I'm going to get a rod done for me but which rod blank should i get for kings, i would like it to be 8 foot or something close to that maybe 9.


----------



## wrightackle (Oct 29, 2007)

I probably should leave this question to the guys that are building rods now. But it got me to thinking about blanks I used to use and wondering if they were still available. I was surprised to find you can still get the Lamiglas mb 113 3f blank from mudhole. That is a 9'3" extra fast taper blank that would make a neat king rod. You could trim a little off the butt if the length is a problem. Off the pier it would be a nice rod. You could even take the tip down a couple of inches to throw a little heavier bait.


----------



## Linda (Oct 2, 2007)

I used to use the blank alot when i ordered from merrick tackle. The bt model is also a good king rod, Its a touch slower then the mb's. I got the impression they were being discontinued when mudhole ran a clearance sale on them a few months back. I hope not, becausethose blanks are the closest to the t series gators i know of.


----------



## User6882 (Feb 4, 2009)

i personally like gator blanks for king rods


----------



## Matt09 (Jun 6, 2008)

If you could find one, get a BS596. Made by gator.Great king rod. A bit stif, but GREAT for launching Hardtails.


----------



## konz (Oct 1, 2007)

I have a BS596 and really like it.


----------



## Miami Matt (Jun 20, 2009)

A fast action lamiglass woud be my prefrance, I own alot of their rods that were customized for me, they are by far my choice for your bang for your buck.
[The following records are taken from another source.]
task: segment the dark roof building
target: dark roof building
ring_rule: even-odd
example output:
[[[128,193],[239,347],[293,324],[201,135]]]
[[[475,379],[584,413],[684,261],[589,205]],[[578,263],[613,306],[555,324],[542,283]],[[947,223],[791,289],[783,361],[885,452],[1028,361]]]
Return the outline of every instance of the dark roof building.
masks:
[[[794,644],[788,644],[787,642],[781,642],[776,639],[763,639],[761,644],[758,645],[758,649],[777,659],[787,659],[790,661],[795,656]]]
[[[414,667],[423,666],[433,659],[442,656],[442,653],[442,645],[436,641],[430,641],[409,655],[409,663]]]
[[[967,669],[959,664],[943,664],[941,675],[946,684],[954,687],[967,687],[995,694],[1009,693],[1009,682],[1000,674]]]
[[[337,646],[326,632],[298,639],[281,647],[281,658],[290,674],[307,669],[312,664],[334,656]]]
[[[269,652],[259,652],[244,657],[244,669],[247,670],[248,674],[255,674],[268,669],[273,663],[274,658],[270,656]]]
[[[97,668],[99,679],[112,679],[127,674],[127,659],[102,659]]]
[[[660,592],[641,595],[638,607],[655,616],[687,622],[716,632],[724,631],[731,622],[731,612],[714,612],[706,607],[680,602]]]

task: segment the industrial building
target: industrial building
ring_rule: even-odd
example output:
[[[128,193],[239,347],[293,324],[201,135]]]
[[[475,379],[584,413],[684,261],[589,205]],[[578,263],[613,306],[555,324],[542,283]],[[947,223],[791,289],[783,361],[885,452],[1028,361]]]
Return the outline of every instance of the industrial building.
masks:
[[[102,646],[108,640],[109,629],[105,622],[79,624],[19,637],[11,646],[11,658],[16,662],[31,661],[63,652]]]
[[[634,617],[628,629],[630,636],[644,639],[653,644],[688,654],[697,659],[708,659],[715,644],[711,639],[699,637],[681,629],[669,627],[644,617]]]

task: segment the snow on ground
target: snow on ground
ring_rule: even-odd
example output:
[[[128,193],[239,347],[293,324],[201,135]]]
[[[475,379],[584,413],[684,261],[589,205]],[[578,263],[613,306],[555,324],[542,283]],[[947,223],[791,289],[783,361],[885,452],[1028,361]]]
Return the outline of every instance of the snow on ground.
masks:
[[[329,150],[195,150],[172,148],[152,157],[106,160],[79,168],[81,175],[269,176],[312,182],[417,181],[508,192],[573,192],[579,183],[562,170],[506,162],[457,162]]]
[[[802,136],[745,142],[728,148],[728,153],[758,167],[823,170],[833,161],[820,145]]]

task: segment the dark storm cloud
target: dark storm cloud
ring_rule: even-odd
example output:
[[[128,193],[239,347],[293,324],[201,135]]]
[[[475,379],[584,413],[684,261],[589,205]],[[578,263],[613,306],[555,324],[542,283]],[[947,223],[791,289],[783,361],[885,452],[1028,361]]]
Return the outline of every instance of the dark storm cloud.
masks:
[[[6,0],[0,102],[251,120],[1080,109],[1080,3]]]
They are well crafted and can take serious abuse, all around great rods in my humble opinnion...


----------



## drifterfisher (Oct 9, 2009)

get a ugly stick and be done with it 60 bucks at acadamey for a 9'


----------



## kingling (Apr 10, 2008)

mudhole has a pretty sweet blank that is 20$ talk to obie about it the next time you see him 

i use a gator t90l but it is way overkill for summer kings


----------



## N!cky (Jul 28, 2009)

ohh bennyboyyy


----------